Huawei's CloudMatrix 384 System Achieves 920,000 Tokens/Second with DeepSeek Optimization

Huawei continues to advance its AI infrastructure capabilities, with recent optimizations to its CloudMatrix 384 system demonstrating a significant performance boost for DeepSeek's Mixture-of-Experts (MoE) models. A specific deployment unit, representing 37.5% of the full system, has achieved an impressive 345,000 tokens per second (KT/s), with projections indicating the complete CloudMatrix 384 can deliver 920,000 tokens per second. This development underscores Huawei's strategic efforts to enhance its AI computing power, particularly for large language models.

The CloudMatrix 384 is a rack-scale AI architecture built around 384 Huawei Ascend 910C chips, designed to compete directly with Nvidia's high-end systems like the GB200 NVL72. Each deployment unit within the CloudMatrix 384 comprises 144 individual chips, totaling 288 dies. For DeepSeek's MoE architecture, the system is configured to place two "experts" (one routed and one redundant) per die, optimizing the processing of complex AI workloads.

This performance is critical for inference tasks on large language models, where the speed of token generation directly impacts user experience and application efficiency. While specific per-NPU decoding rates from research papers show figures around 1,943 tokens per second, the reported system-level metrics of 345 KT/s for the unit and 920 KT/s for the full system highlight the aggregate throughput achieved under optimized conditions. According to a social media post by Teortaxes, a DeepSeek enthusiast, "a deployment unit is 37.5% slice of the system, 144 individual chips, 288 dies; they plop 2 experts (routed and "redundant") per die; get 345KT/s for the entire thing. So 384 => 920KT/s."

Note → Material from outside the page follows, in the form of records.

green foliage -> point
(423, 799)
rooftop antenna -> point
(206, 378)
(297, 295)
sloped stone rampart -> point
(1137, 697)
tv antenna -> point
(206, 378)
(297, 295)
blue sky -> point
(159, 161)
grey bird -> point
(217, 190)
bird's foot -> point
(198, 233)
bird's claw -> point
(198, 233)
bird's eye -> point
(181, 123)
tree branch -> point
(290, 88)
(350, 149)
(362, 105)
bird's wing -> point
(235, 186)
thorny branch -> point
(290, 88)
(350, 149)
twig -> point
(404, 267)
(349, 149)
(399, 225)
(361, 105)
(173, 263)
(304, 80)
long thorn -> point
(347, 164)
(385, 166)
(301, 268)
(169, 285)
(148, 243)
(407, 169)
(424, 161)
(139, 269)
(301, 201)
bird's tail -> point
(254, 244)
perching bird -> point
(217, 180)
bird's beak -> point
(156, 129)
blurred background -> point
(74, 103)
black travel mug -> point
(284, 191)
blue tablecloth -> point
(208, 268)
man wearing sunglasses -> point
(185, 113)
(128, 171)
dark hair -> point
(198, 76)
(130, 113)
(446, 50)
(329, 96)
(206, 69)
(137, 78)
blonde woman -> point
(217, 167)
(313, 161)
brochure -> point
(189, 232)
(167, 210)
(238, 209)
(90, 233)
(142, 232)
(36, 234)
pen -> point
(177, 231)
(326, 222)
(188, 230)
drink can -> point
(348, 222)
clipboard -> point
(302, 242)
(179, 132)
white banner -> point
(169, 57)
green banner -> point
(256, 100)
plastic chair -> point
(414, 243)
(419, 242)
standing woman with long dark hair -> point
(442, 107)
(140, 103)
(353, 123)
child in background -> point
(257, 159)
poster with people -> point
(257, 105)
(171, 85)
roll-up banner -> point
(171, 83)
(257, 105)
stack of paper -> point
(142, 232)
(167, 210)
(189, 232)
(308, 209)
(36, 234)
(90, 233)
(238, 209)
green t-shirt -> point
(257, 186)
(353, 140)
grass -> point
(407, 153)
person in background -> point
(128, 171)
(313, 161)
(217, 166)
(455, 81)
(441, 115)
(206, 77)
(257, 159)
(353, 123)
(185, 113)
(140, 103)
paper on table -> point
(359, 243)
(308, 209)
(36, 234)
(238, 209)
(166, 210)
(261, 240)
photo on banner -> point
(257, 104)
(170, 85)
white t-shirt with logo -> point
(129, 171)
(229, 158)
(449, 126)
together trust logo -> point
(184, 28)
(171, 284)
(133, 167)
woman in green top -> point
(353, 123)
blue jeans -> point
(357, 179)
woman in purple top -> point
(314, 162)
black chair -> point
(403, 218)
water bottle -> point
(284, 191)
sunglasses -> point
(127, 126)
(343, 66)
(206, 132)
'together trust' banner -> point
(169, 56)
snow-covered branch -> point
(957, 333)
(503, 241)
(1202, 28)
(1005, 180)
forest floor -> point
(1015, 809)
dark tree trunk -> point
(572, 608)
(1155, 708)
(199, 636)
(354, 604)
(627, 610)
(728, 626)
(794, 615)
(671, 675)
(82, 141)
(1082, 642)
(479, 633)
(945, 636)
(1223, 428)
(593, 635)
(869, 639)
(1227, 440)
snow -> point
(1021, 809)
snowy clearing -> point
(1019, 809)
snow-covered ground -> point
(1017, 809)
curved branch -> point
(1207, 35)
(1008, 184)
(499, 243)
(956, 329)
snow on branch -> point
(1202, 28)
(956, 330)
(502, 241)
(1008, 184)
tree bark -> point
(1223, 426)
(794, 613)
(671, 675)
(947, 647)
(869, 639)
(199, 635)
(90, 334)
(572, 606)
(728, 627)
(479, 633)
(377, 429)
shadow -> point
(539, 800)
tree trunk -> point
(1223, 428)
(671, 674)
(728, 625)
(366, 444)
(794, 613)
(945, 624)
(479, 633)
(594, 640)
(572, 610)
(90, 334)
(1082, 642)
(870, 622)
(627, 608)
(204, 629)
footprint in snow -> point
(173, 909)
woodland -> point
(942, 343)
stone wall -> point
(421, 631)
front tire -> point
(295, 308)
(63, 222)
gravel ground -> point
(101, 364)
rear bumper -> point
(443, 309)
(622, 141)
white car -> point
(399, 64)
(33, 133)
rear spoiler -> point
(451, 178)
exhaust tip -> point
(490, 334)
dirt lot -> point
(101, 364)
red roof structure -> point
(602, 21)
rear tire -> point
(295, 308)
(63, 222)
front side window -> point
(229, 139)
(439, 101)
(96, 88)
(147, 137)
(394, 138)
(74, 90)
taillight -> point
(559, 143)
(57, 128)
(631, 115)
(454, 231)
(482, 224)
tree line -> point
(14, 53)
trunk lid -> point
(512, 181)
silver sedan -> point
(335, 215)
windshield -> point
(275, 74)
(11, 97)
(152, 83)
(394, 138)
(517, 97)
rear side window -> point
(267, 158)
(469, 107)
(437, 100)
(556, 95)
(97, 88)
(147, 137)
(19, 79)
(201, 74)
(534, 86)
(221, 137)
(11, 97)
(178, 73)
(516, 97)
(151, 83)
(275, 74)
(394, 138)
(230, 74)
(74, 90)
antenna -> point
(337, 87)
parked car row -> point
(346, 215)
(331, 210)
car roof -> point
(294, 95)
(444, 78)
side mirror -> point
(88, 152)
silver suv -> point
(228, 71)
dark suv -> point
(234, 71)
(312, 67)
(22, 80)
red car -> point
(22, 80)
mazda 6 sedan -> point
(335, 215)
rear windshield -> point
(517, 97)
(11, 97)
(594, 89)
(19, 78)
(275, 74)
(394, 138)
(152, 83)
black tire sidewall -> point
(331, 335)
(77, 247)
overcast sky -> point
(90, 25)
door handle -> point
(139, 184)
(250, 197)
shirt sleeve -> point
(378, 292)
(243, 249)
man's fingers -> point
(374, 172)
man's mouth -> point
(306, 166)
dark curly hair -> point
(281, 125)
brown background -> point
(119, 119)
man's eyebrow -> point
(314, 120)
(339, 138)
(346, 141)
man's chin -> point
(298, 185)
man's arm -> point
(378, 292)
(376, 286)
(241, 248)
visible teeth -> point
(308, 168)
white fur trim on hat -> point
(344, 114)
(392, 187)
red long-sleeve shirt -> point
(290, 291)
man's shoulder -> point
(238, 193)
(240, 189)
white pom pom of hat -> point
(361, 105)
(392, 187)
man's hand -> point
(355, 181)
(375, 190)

Huawei's approach, often described as "brute force" due to its higher chip count and power consumption compared to some Western counterparts, allows it to achieve competitive performance despite international restrictions on advanced chip manufacturing. The CloudMatrix 384 leverages advanced optical interconnects to ensure high-bandwidth, low-latency communication across its vast array of chips, a crucial factor for scaling MoE models. This strategic focus on domestic AI infrastructure is vital for China's technological independence in the rapidly evolving artificial intelligence landscape.